Che vuol dire alzare le spese militari al 5% del Pil
E’ il più grande stravolgimento fiscale del dopoguerra. La fine definitiva del modello sociale europeo. L’analisi della Campagna No ReArm Europe
E’ surreale: da quanto è stato eletto, Trump ha dichiarato più volte di voler lasciare l’Europa al suo destino e lo ha dimostrato più volte, aumentando i dazi e lasciando all’oscuro i paesi europei sui piani di attacco all’Iran. I paesi europei, invece che approfittarne per rompere la gabbia atlantica, ieri si sono di nuovo inchinati ai suoi voleri, e hanno accettato il diktat di alzare al 5% la spesa militare in dieci anni. L’eccezione della Spagna dimostra che non era obbligatorio, dire di sì.
Il 3,5% del PIL dovrà andare a investimenti in armi, mezzi, munizioni, costi operativi, stipendi e pensioni, spese per le missioni internazionali e sostegno militare all’Ucraina.
L’1,5% del PIL sarà per spese per la sicurezza nazionale: infrastrutture (strade, ferrovie, ponti, porti), cybersicurezza, difesa delle frontiere e altro ancora.
Mentre nell’1,5% per la sicurezza nazionale sarà possibile conteggiare spese già programmate o a doppio uso anche civile, la vera sfida impossibile è quella del 3,5% di spese militari pure, per le quali andranno reperite risorse nuove nel bilancio dello Stato.
Per l’Italia, ci vorranno quasi due punti di PIL per arrivare al target del 3,5%. In valore assoluto significa che, per portare in dieci anni la spesa militare annua dagli attuali 35 miliardi agli oltre 100 miliardi, cioè per triplicarla, dovranno essere reperite ogni anno in manovra nuove risorse finanziarie nell’ordine dei 6-7 miliardi, ogni anno per dieci anni.
Questo si traduce in un impegno cumulativo decennale di spesa per l’Italia di quasi 700 miliardi di euro. Una cifra folle, irraggiungibile e inimmaginabile.

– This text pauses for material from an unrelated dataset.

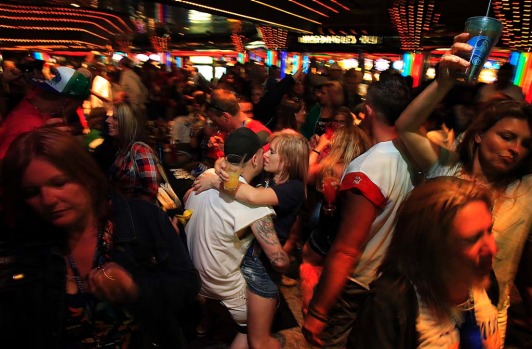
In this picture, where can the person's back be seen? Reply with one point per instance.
(372, 188)
(218, 236)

Servirà in gran parte a comperare sistemi d’arma dall’estero, principalmente dagli Stati Uniti. Non servirà ad aumentare l’occupazione anche di fronte alla preannunciata riconversione in chiave bellica del sistema produttivo, perché le cifre dimostrano che nel settore bellico aumentano i profitti ma diminuisce l’occupazione.
La flessibilità concessa ai singoli alleati Nato sul percorso finanziario da seguire per arrivare all’obiettivo finale, con l’assenza di target di spesa annuali da rispettare ma che comunque deve essere “incrementale” e “credibile”, lascia al governo la possibilità di rinviare il grosso degli aumenti di spesa, ma questo non cambia la sostanza di un impegno finanziario cumulativo decennale che supererebbe comunque i 600 miliardi.
In generale, per l’Europa tutta, questa scelta è una una vera e propria sciagura destinata a distruggere quel che resta del modello sociale europeo.
I paesi dell’Unione Europea spendono attualmente circa il 2% del PIL in armi, intorno ai 320 miliardi. Il 5% farebbe salire questa cifra a 750 miliardi annui.
Il piano Rearm Europe consente una flessibilità fiscale di 650 miliardi totali in 4 anni per l’insieme dei paesi della UE: sarà possibile cioè sforare i limiti di indebitamento per questa cifra, ovviamente garantendo poi il rientro. E in più sono previsti 150 miliardi di prestiti. Solo per 4 anni. E’ niente, rispetto a quanto i paesi europei nel loro insieme dovranno spendere dopo la decisione di ieri: in dieci anni, si tratta della vertiginosa cifra di 4.000 miliardi.
E’ il più grande stravolgimento fiscale del dopoguerra. La fine definitiva del modello sociale europeo. E infatti il Fondo Monetario Internazionale ha ieri dichiarato che non c’è altra via: o nuove tasse o nuovi tagli ai bilanci. Sarà una ecatombe di diritti sociali, di servizi alle persone e alle comunità, di fondi per gli Enti Locali, di investimenti per il sociale, l’ambiente e il clima, il lavoro, la salute, la scuola, la formazione, la cultura.